Dylan Dog è un ex agente di Scotland Yard che dal 1986, anno santo del fumetto italiano, indaga in proprio per scacciare gli incubi più mostruosi delle persone più strane e disperate. Spesso ci riesce, a volte deve arrendersi al mistero e al ritorno dell’orrore. Il suo intento è penetrare l’ignoto, vincere la paura dell’irrazionale, ma in lui non ci sono certezze assolute e sovente dubita del soprannaturale.
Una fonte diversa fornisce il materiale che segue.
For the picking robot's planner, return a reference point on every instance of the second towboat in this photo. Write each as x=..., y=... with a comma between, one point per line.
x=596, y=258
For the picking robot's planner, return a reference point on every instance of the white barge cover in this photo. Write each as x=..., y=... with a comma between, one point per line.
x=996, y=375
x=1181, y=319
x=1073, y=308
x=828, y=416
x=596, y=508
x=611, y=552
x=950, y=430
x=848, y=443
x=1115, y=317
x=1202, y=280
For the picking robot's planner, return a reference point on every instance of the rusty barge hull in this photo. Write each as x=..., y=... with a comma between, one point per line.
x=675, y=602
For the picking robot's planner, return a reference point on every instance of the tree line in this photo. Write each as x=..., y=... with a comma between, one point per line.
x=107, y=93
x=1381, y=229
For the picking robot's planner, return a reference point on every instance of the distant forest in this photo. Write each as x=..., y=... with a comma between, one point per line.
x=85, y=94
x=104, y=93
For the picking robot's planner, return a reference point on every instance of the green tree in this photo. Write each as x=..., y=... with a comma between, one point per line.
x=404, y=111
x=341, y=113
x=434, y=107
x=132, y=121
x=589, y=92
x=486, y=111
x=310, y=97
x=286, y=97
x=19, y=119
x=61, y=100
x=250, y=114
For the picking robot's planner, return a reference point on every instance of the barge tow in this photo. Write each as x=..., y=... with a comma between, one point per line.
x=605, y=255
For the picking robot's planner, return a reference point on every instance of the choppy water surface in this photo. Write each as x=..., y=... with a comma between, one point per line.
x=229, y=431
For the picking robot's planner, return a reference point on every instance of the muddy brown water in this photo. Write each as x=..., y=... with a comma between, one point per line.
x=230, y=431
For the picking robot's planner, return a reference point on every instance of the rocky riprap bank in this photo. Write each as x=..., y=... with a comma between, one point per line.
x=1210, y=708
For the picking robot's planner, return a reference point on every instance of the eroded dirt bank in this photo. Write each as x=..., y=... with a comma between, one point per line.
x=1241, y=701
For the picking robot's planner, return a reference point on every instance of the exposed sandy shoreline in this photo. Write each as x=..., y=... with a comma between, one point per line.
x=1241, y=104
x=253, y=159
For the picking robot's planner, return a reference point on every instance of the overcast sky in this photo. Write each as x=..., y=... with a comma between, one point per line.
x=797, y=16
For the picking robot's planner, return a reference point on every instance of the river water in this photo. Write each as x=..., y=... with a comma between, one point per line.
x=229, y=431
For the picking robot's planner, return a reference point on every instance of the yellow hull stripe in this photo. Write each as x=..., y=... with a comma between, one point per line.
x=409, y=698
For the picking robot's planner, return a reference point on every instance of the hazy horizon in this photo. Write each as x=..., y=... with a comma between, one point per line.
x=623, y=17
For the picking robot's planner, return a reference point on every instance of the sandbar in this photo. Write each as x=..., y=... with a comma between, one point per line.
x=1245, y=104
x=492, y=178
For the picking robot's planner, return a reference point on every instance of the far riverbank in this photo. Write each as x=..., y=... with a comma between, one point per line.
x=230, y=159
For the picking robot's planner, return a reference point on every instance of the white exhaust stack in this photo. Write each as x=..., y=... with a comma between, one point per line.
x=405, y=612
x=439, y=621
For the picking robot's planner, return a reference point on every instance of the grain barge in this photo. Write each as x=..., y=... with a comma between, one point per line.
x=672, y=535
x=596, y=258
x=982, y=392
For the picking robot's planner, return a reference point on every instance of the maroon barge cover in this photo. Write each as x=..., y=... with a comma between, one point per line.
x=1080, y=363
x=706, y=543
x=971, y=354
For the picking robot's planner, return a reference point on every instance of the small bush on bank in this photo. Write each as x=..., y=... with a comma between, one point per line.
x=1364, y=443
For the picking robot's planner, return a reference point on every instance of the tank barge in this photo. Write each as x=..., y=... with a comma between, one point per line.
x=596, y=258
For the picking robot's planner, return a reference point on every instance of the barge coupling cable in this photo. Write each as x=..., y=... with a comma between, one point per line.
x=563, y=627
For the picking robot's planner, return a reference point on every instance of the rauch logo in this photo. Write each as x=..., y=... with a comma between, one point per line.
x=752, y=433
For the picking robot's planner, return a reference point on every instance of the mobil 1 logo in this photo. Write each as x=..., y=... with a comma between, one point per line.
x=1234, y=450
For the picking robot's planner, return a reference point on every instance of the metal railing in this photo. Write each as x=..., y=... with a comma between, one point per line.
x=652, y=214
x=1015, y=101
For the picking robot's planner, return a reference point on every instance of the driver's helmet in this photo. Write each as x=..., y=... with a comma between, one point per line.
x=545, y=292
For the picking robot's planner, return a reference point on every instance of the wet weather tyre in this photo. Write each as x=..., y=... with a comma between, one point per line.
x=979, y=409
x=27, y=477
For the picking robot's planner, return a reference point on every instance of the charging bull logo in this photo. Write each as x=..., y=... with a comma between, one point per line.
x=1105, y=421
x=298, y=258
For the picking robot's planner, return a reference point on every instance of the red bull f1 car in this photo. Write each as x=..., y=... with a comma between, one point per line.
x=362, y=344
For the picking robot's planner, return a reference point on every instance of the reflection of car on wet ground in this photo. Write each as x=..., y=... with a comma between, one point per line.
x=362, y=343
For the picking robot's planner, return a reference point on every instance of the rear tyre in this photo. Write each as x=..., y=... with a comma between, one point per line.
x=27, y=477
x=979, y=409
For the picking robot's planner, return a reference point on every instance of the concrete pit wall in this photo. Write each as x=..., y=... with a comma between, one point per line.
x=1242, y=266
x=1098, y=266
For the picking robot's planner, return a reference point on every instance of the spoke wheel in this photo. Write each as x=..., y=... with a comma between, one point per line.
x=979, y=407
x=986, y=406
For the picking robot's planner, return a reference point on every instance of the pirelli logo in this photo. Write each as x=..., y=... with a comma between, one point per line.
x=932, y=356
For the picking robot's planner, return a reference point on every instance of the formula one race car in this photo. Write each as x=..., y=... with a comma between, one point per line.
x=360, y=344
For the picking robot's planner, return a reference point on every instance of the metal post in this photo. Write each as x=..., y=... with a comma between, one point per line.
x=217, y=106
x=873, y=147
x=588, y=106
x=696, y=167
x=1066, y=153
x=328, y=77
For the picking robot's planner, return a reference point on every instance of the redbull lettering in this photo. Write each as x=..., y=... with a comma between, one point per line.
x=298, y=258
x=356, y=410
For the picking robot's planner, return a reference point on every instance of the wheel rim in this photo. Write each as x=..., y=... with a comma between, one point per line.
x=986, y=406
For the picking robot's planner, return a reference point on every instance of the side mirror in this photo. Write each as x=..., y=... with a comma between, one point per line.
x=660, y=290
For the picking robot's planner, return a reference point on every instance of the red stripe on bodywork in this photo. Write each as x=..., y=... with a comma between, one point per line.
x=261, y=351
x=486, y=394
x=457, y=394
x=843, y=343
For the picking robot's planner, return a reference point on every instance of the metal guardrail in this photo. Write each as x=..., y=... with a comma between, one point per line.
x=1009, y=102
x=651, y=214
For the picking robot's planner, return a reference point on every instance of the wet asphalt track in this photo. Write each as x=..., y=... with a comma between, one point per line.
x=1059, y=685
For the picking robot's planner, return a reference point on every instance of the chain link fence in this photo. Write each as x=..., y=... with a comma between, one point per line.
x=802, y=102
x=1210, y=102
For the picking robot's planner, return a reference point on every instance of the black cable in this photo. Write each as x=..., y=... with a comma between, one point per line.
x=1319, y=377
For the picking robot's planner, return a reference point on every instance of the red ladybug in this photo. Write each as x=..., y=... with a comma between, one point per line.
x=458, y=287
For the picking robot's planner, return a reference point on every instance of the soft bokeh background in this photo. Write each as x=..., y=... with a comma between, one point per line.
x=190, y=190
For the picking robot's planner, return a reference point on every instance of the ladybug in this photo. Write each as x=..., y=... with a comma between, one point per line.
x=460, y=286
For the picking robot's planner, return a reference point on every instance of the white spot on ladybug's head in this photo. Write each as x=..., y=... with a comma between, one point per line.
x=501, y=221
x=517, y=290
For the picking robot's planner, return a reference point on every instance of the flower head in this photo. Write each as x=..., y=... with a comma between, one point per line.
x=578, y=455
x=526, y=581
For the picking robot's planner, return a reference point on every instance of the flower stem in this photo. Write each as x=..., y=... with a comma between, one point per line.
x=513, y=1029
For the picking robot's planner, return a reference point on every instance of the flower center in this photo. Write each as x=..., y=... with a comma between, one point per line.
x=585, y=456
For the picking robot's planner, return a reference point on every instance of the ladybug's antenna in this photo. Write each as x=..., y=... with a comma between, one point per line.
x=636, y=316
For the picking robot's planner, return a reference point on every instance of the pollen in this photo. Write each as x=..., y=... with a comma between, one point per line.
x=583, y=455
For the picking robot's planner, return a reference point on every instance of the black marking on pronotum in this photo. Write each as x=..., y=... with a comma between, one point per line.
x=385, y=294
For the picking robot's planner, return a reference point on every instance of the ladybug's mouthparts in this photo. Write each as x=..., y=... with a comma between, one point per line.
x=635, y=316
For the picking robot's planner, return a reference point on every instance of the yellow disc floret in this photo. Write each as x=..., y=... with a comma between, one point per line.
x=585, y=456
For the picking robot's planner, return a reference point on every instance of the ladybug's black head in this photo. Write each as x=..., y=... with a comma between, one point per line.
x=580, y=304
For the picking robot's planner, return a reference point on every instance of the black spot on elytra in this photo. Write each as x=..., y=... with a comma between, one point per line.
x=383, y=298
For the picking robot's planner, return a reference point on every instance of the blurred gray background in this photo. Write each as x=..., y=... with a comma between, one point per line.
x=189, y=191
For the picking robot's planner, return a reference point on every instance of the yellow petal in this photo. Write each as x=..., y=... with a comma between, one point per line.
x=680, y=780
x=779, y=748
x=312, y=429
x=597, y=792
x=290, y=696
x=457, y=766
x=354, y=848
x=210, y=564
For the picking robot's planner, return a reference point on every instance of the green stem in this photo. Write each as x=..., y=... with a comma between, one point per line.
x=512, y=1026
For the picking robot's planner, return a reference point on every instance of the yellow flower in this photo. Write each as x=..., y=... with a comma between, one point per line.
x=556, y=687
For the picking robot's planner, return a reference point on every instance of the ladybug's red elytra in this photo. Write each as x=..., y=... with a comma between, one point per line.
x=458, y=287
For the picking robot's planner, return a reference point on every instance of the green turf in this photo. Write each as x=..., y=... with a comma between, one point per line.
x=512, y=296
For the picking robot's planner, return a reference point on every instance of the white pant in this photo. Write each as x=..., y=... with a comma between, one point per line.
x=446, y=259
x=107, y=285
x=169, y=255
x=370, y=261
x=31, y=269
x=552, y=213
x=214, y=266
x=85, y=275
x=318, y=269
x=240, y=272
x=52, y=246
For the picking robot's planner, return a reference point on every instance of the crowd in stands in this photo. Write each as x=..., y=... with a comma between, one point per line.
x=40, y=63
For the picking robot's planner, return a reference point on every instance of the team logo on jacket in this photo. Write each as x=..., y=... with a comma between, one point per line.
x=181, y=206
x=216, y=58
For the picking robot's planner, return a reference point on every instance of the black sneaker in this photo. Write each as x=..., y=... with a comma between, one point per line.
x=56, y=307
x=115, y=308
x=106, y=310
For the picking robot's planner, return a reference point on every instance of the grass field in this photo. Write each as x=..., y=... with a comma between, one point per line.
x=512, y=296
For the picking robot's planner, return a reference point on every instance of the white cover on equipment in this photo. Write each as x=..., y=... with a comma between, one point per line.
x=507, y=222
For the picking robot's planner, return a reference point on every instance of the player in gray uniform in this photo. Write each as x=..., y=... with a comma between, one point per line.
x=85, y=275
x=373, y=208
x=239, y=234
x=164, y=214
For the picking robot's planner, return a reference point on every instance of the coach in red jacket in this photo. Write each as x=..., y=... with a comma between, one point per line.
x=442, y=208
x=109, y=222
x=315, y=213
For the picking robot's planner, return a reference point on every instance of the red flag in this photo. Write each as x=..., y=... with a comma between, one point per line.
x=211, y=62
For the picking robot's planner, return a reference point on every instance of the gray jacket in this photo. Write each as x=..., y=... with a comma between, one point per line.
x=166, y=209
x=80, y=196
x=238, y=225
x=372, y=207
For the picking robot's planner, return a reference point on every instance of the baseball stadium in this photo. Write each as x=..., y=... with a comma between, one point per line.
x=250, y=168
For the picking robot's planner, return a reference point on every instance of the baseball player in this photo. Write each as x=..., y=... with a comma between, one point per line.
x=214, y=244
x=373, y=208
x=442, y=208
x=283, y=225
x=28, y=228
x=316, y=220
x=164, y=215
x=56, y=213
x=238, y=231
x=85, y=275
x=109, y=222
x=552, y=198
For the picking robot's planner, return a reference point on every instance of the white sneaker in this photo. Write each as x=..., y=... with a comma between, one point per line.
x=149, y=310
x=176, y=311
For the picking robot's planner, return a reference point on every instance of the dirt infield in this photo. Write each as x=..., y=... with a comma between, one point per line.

Un po’ giallo, un po’ splatter, un po’ horror, questo fumetto da un milione di copie mensili, tra albi correnti, speciali e ristampe, ha subito messo d’accordo tutti: un fumetto
popolare e d’autore al contempo. Mistero, donne e simpatia: gli ingredienti del successo ci sono tutti, se a confezionarli poi, è il geniale
Tiziano Sclavi il risultato è scontato. Lui condisce le storie con continue citazioni, gioca col lettore e spesso azzarda ciò che quasi nessun autore fa: prova a prenderlo in castagna, a gabbarlo.
Questa sfida continua è uno dei segreti del consenso del pubblico. Gli indizi si possono nascondere dappertutto e il pubblico sa che deve leggere con grande perizia ogni vignetta: per sconfiggere fantasmi, morti viventi e forze demoniache bisogna cercare proprio nei meandri più nascosti della mente.